Malgré ces conditions de vie déplorables, conjuguées par ailleurs à un encadrement particulièrement coercitif, esclaves et engagés de l’atelier colonial ne se sont pas résignés pour autant à une « mort sociale ». Forts de leur agency, ils usent de toutes formes de tactiques individuelles ou collectives pour survivre et même plus largement préserver leurs droits fondamentaux. Parallèlement aux activités économiques subsidiaires qu’ils développent en marge de leur emploi officiel, ils maintiennent des relations familiales et amicales significatives sur et en dehors du « camp des Noirs du roi ». Ils entretiennent par ailleurs des expressions culturelles vernaculaires ou métissées, à l’instar du Tshéga, garantes de leur profonde humanité.

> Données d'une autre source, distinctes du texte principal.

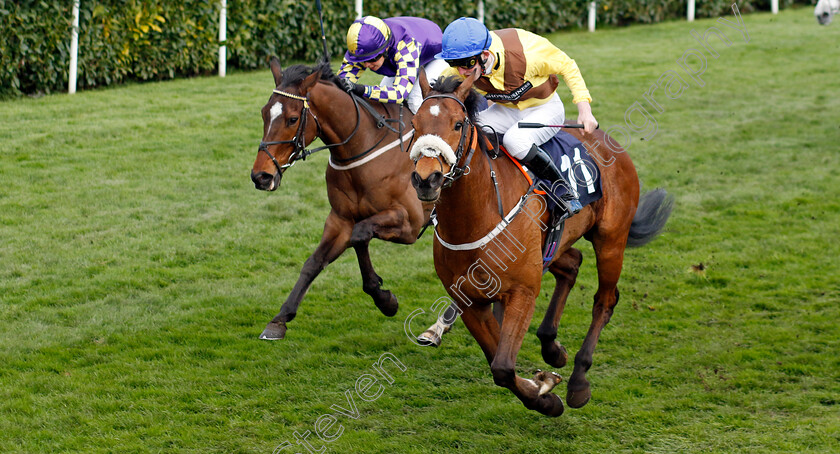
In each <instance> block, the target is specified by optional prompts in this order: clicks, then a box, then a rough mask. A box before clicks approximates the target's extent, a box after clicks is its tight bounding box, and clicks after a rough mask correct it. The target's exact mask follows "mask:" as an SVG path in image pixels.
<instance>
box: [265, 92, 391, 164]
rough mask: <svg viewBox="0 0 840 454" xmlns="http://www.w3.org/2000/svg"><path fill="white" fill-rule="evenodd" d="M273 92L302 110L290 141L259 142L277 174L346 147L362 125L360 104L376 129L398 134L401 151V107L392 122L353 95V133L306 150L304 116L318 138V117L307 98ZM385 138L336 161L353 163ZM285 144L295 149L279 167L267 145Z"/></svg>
mask: <svg viewBox="0 0 840 454" xmlns="http://www.w3.org/2000/svg"><path fill="white" fill-rule="evenodd" d="M273 92H274V93H277V94H278V95H280V96H285V97H287V98H291V99H296V100H298V101H302V102H303V110H302V111H301V120H300V123H299V124H298V129H297V131H295V136H294V137H293V138H292V140H277V141H273V142H260V147H259V151H262V152H264V153H265V154H267V155H268V157H269V158H270V159H271V162H273V163H274V166H275V167H277V172H280V173H282V172H283V170H285V169H287V168H289V167H291V166H293V165H295V163H296V162H297V161H298V160H303V161H305V160H306V157H307V156H309V155H311V154H312V153H315V152H317V151H321V150H325V149H327V148H332V147H339V146H342V145H346V144H347V143H348V142H350V139H352V138H353V136H355V135H356V133H357V132H359V127H360V125H361V123H362V122H361V112H360V110H359V105H360V104H361V105H362V106H363V107H365V109H366V110H367V111H368V112H369V113H370V114H371V116H373V118H374V119H375V120H376V122H377V123H376V127H377V129H378V128H382V127H383V126H384V127H385V128H387V129H388V130H390V131H392V132H394V133H397V134H398V136H399V141H400V150H402V149H403V143H402V142H403V135H402V131H403V127H404V125H403V122H402V107H400V118H399V119H397V120H394V119H390V118H384V117H382V116H381V115H379V114H378V113H376V111H375V110H374V109H373V107H371V106H370V105H368V104H367V103H365V102H360V101H359V99H357V97H356V96H355V95H351V99H353V104H354V106H355V107H356V126H355V128H353V132H351V133H350V135H349V136H347V138H346V139H344V140H342V141H341V142H338V143H332V144H329V145H324V146H321V147H318V148H315V149H314V150H308V149H307V148H306V114H307V113H308V114H309V115H311V116H312V118H313V119H314V120H315V125H316V126H317V127H318V132H317V133H316V134H315V136H316V137H318V136H320V135H321V131H322V130H321V123H320V122H319V121H318V117H316V116H315V114H314V113H312V110H311V109H310V108H309V99H308V98H307V97H304V96H299V95H294V94H292V93H288V92H285V91H281V90H277V89H275V90H273ZM389 122H396V123H398V124H399V130H398V129H395V128H394V127H391V126H389V125H388V124H387V123H389ZM386 136H387V133H386V135H383V136H382V138H381V139H379V141H378V142H376V144H374V145H373V146H372V147H370V148H369V149H367V150H365V151H364V152H362V153H359V154H358V155H356V156H353V157H350V158H347V159H340V160H338V161H339V162H349V161H353V160H355V159H358V158H361V157H363V156H365V155H367V154H368V153H370V152H371V151H373V149H374V148H376V147H377V146H378V145H379V144H380V143H381V142H382V141H383V140H385V137H386ZM287 143H290V144H294V147H295V148H294V150H293V151H292V154H291V155H290V156H289V161H288V162H287V163H286V164H284V165H282V166H281V165H280V163H279V162H277V159H276V158H275V157H274V156H273V155H272V154H271V153H269V152H268V146H269V145H280V144H287ZM259 151H258V152H259Z"/></svg>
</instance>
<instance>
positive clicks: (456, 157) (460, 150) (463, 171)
mask: <svg viewBox="0 0 840 454" xmlns="http://www.w3.org/2000/svg"><path fill="white" fill-rule="evenodd" d="M433 98H448V99H452V100H454V101H455V102H457V103H458V105H459V106H461V109H462V110H463V111H464V119H463V120H462V121H459V122H456V123H455V124H456V125H459V124H460V125H461V126H460V129H461V138H460V139H459V140H458V148H456V149H455V162H454V163H453V164H452V166H451V167H450V168H449V172H447V173H446V174H445V175H444V176H443V178H444V180H445V181H444V183H443V185H442V187H444V188H448V187H449V186H452V183H454V182H455V180H457V179H458V178H461V177H462V176H464V175H469V174H470V162H471V161H472V157H473V154H474V153H475V149H476V140H477V136H478V134H477V132H476V127H475V125H473V124H472V122H471V121H470V116H469V113H468V111H467V106H465V105H464V103H463V102H462V101H461V100H460V99H458V98H456V97H455V96H452V95H450V94H439V95H431V96H428V97H426V98H425V99H423V103H425V102H426V101H428V100H430V99H433ZM420 105H421V106H422V105H423V104H422V103H421V104H420ZM418 110H419V108H418ZM467 130H469V131H470V138H469V143H470V152H469V154H467V160H466V162H465V163H464V165H463V166H458V163H459V162H461V158H462V157H463V156H464V147H465V146H466V145H467V142H468V140H467ZM437 160H438V163H440V156H438V157H437ZM415 163H416V161H415ZM441 169H443V165H442V164H441Z"/></svg>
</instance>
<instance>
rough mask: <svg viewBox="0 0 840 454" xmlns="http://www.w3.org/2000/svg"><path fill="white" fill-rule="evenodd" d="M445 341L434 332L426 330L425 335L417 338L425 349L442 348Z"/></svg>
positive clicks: (437, 334) (422, 335)
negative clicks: (442, 345)
mask: <svg viewBox="0 0 840 454" xmlns="http://www.w3.org/2000/svg"><path fill="white" fill-rule="evenodd" d="M442 341H443V339H442V338H441V337H440V336H439V335H438V334H437V333H436V332H434V331H432V330H430V329H429V330H426V331H424V332H423V334H421V335H419V336H417V343H419V344H420V345H422V346H424V347H440V343H441V342H442Z"/></svg>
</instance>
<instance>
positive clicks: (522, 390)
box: [462, 288, 563, 416]
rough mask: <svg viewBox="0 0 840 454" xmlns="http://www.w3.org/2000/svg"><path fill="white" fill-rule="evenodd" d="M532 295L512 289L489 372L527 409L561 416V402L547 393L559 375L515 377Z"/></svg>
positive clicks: (562, 407)
mask: <svg viewBox="0 0 840 454" xmlns="http://www.w3.org/2000/svg"><path fill="white" fill-rule="evenodd" d="M534 296H535V295H534V293H533V292H532V291H530V290H528V289H524V288H519V289H513V290H512V292H511V294H510V295H509V296H508V298H507V300H506V301H505V305H504V306H505V311H504V320H503V322H502V329H501V333H500V337H499V348H498V349H497V350H496V355H495V356H494V358H493V361H492V363H491V364H490V371H491V372H492V373H493V381H494V382H495V383H496V384H497V385H499V386H502V387H505V388H508V389H510V390H511V391H512V392H513V394H515V395H516V397H518V398H519V400H521V401H522V403H524V404H525V407H526V408H528V409H530V410H536V411H538V412H540V413H542V414H544V415H547V416H560V415H561V414H563V402H562V401H561V400H560V398H559V397H557V396H556V395H555V394H553V393H551V392H550V391H551V388H553V387H554V385H556V384H557V383H558V382H559V381H560V379H559V376H557V375H551V376H550V377H549V376H546V375H545V374H537V377H535V378H537V379H538V381H534V380H528V379H524V378H522V377H519V376H517V375H516V356H517V355H518V354H519V349H520V347H521V346H522V339H523V338H524V337H525V333H526V332H528V326H529V324H530V323H531V317H532V316H533V315H534ZM463 317H464V316H463V315H462V318H463ZM464 322H465V323H466V319H464ZM493 322H495V319H494V320H493Z"/></svg>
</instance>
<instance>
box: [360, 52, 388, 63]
mask: <svg viewBox="0 0 840 454" xmlns="http://www.w3.org/2000/svg"><path fill="white" fill-rule="evenodd" d="M383 55H384V54H379V55H377V56H375V57H373V58H371V59H369V60H365V61H363V62H362V63H374V62H376V60H379V59H380V58H382V56H383Z"/></svg>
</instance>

Pour les plus déterminés, le marronnage s’illustre comme le choix le plus radical pour échapper à ce carcan mortifère. Au 1er janvier 1782, 10 esclaves de l’atelier colonial sur 930 sont reconnus comme marrons. Au 1er janvier 1821, 7 sur 630. C’est donc en moyenne, 1% des « Noirs du domaine » qui marronne en permanence. Ce chiffre est certes inférieur à celui de la masse servile de l’Ile Bourbon (autour de 5% pendant la période) mais les sources manuscrites consultées pour l’occasion témoignent d’un marronnage long, très long voir même définitif pour les « Noirs coloniaux ». Azor « Cafre âgé de 29 ans » vendu pour son indiscipline, le 30 décembre 1774, par le sieur Beaumont, habitant demeurant à Sainte-Suzanne, au gouvernement local pour être intégré dans la brigade du génie civil de Saint-Denis, n’accepte pas plus l’autorité de son nouveau « maître ». Il part en « marronnage » dès le 2 juin 1775 et préserve sa liberté au moins jusqu’à la fin 1782. Il en va de même de Janvier, lui aussi « Cafre âgé de 22 ans », saisi le 21 septembre 1819 sur le navire négrier La Joséphine et affecté immédiatement sur une brigade des Ponts et chaussées. Janvier s’évade dès le 22 mai 1820 et n’est toujours pas arrêté au 1er janvier 1824. Ingénus dans leur pays, Makoua de la baie de Memba ou Nyanja des hauts plateaux de la Shire, chasseur ou artisan, animiste ou musulman, tous deux ont immédiatement reconquis leur liberté en vagabondant solitairement au marge des habitations et des villes ou en retrouvant leurs « sœurs et frères » dans l’un des villages marrons cachés dans les cirques montagneux de l’intérieur de l’île. Pour Azor et Janvier, c’est une autre vie qui commence.